I’d like to implement a logistic regression model (with normal prior) accepting inputs and corresponding non-negative weights w_n (i.e. multiplicities of point’s loglikelihood). Is the following implemenation correct?
weighted_logistic_code = """
data {
int<lower=0> N; // number of observations
int<lower=0> d; // dimensionality of x
matrix[N,d] x; // inputs
int<lower=0,upper=1> y[N]; // outputs in {0, 1}
vector[N] w; // weights
}
parameters {
real theta0; // intercept
vector[d] theta; // auxiliary parameter
}
model {
theta0 ~ normal(0, 1);
theta ~ normal(0, 1);
for(n in 1:N){
target += w[n]*bernoulli_logit_lpmf(y[n]| theta0 + x[n]*theta);
}
}
"""
If you just want to reduce the number of calls to the likelihood, sufficient statistics is a different and probably also the best way to go.

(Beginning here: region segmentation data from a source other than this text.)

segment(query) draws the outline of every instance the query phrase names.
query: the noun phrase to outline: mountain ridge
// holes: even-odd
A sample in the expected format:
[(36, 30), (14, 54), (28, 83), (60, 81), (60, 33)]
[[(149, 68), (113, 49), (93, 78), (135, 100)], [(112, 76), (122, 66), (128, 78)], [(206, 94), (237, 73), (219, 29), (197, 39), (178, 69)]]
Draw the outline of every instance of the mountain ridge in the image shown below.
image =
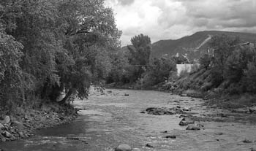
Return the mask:
[(256, 34), (222, 31), (203, 31), (178, 39), (159, 40), (152, 44), (152, 58), (162, 55), (174, 55), (177, 53), (187, 54), (189, 60), (198, 60), (200, 55), (206, 51), (208, 42), (212, 36), (225, 34), (230, 36), (239, 36), (242, 42), (256, 42)]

If you have following data
data {
int<lower=0> N_unique; // number of unique rows in x
int<lower=0> d;
matrix[N_unique, d] x;
int<lower=0> U[N]; // number of cases in each row of x
int<lower=0> Y[N]; // number of cases in each row of x with value 1
}
You should be able to use the binomial distribution for your likelihood:
model {
theta0 ~ normal(0, 1);
theta ~ normal(0, 1);
target += binomial_logit_lpmf(Y | U, theta0 + x*theta)
}